Darknet, Deepweb, Tor und anonymes Surfen

Gibt es Unter­schiede zwischen Darknet und Deepweb?

Das Darknet ist durch aktuelle Ergeig­nisse in Herne im Moment wieder in aller Munde.

Aller­dings herrscht in manchen Medien offen­sichtlich eine gewisse Verwirrung und Unkenntnis, was die Begriff­lich­keiten betrifft.

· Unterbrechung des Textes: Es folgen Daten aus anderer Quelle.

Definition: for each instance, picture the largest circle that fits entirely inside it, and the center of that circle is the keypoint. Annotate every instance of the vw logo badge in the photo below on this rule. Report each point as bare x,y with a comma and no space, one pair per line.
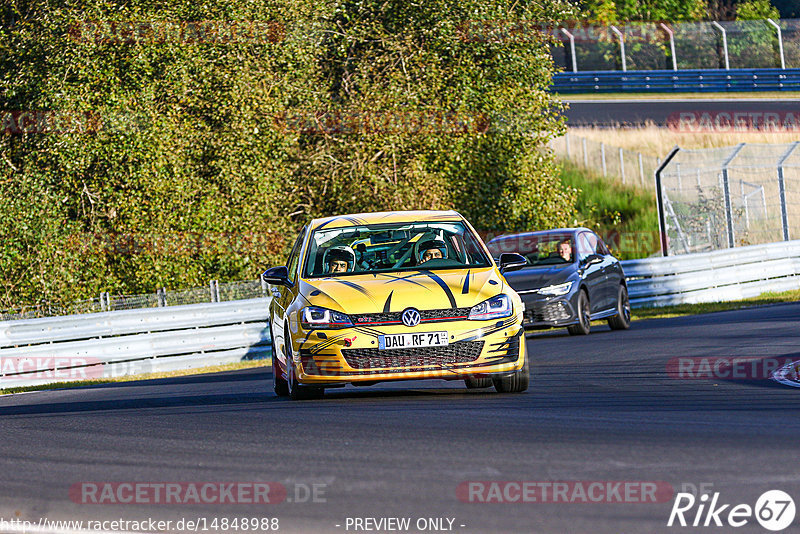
410,317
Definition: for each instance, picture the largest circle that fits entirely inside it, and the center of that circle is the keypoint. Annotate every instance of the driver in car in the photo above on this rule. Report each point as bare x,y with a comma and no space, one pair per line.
339,260
431,250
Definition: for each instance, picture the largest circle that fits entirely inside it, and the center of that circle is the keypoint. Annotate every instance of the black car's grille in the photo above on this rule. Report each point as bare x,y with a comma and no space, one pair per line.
461,352
431,316
546,312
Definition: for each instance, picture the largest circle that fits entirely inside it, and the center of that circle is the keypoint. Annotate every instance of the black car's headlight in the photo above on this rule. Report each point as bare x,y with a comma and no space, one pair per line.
494,308
315,317
556,290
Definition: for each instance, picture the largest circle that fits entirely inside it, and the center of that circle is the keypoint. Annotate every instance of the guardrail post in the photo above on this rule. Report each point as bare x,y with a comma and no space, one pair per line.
662,221
724,42
603,157
641,170
621,46
572,49
782,191
726,191
671,45
780,42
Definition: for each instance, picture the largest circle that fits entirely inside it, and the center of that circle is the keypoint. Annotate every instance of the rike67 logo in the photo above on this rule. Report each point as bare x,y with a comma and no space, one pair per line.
774,510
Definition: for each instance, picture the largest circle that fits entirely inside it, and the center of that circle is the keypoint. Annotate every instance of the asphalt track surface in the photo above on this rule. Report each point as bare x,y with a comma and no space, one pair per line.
612,113
601,408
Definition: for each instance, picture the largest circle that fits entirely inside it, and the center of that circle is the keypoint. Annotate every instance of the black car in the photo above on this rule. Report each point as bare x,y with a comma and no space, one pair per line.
570,279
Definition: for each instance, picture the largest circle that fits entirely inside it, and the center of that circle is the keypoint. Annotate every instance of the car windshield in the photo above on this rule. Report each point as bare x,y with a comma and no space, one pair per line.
538,249
390,248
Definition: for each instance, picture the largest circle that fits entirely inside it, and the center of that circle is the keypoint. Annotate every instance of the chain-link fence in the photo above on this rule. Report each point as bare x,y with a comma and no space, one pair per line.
627,167
747,44
719,198
214,292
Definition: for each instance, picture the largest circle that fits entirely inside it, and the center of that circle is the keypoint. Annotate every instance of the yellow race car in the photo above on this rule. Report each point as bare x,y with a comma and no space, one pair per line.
394,296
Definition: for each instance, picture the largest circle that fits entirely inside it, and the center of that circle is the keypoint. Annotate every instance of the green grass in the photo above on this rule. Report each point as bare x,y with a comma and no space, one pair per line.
148,376
625,216
772,95
695,309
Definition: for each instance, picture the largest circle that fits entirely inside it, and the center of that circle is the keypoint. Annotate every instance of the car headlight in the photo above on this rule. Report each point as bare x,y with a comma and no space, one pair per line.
315,317
494,308
556,290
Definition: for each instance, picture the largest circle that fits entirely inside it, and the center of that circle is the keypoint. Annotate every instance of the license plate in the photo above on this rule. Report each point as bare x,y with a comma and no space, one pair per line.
411,341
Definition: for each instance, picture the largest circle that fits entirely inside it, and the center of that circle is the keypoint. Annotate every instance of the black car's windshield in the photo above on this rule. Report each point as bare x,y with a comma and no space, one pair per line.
538,249
397,247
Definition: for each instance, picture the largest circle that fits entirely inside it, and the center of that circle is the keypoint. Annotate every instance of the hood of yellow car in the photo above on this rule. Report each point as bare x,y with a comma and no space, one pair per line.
392,292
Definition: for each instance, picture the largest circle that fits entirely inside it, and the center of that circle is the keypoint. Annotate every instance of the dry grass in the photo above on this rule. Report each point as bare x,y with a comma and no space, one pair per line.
656,141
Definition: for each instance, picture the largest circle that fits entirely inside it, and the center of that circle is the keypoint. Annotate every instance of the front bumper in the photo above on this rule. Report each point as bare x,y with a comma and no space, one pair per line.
475,349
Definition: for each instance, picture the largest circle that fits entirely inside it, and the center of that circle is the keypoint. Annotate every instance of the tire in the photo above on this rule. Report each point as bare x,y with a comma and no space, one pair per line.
478,383
279,384
518,382
622,320
584,316
297,391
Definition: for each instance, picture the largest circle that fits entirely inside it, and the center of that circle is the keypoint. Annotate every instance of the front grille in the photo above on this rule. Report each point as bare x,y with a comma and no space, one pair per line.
431,316
546,312
461,352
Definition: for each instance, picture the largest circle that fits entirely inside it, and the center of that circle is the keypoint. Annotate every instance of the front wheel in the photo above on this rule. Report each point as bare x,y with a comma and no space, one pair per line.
622,320
519,381
584,317
296,390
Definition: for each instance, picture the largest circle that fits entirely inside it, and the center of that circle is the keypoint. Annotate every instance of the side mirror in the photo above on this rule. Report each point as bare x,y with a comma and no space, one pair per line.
511,261
592,259
278,276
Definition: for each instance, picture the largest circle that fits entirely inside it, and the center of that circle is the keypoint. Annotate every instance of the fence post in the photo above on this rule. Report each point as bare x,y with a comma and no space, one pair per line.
671,45
214,286
662,221
641,170
782,190
621,47
603,157
572,49
726,191
724,42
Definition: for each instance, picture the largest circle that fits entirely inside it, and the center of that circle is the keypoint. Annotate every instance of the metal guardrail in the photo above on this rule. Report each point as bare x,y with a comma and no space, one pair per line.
111,344
720,275
668,81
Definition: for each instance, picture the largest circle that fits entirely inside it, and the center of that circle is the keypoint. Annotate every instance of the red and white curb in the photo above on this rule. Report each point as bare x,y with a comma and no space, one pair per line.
788,375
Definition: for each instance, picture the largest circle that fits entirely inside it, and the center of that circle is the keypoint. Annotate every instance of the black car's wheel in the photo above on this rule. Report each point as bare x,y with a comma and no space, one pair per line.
296,390
584,324
516,383
478,383
622,320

So wurden in einigen Nach­richten fälsch­li­cher­weise im sicht­baren, „normalen“ Internet inde­xierte und öffentlich über herkömm­liche Browser zugäng­liche Image­boards wie 4chan, Krautchan oder deren Archive als „das Darknet“ bezeichnet.

Zudem wird mit alldem oft noch das Deepweb vermengt.

Surface Web und Visible Web

Durch das „normale“, sichtbare Internet kann man mit Browsern wie z.B. Firefox, Chrome, Opera, Safari oder den Inter­net­ex­plorer navi­gieren. Die meisten Seiten sind dabei inde­xiert und können entweder über die direkte Eingabe der URL oder über Such­ma­schinen wie z.B. Google oder Bing oder Webka­taloge gefunden werden.

Dubiose Seiten, Pira­ten­seiten, Chat­rooms oder Image­boards mit merk­wür­digem Content oder Seiten mit ille­galen, kruden oder porno­gra­fi­schen Inhalten im sicht­baren Internet sind nicht „das Darknet“.

Deepweb

Im Gegensatz dazu bezeichnet das Deepweb die Teile des Internets, die zwar über die „normalen“ Browser zugänglich sind, aber nicht inde­xiert über Such­ma­schinen oder Webka­taloge zu finden sind und deren Zugang mit Beschrän­kungen wie IP-Sperren, Logins oder Pass­wort­schutz belegt sind, z.B. interne Intranets von Firmen, Daten­banken, private Webseiten, Forschungs­seiten, Mess­wert­über­tra­gungen etc.

Darknet

Das Darknet hingegen benutzt das Tor-Netzwerk und ist mit einem „normalen“ Browser nicht zugänglich. Das Tor-Netzwerk basiert auf Onion Routing und soll die Verbin­dungs­daten durch Routing über ständig wech­selnde ihrer­seits anony­mierte Proxy­server anonymisieren.
Zum Surfen braucht man hier einen spezi­ellen Browser, z.B. den auf Firefox basie­renden Tor-Browser.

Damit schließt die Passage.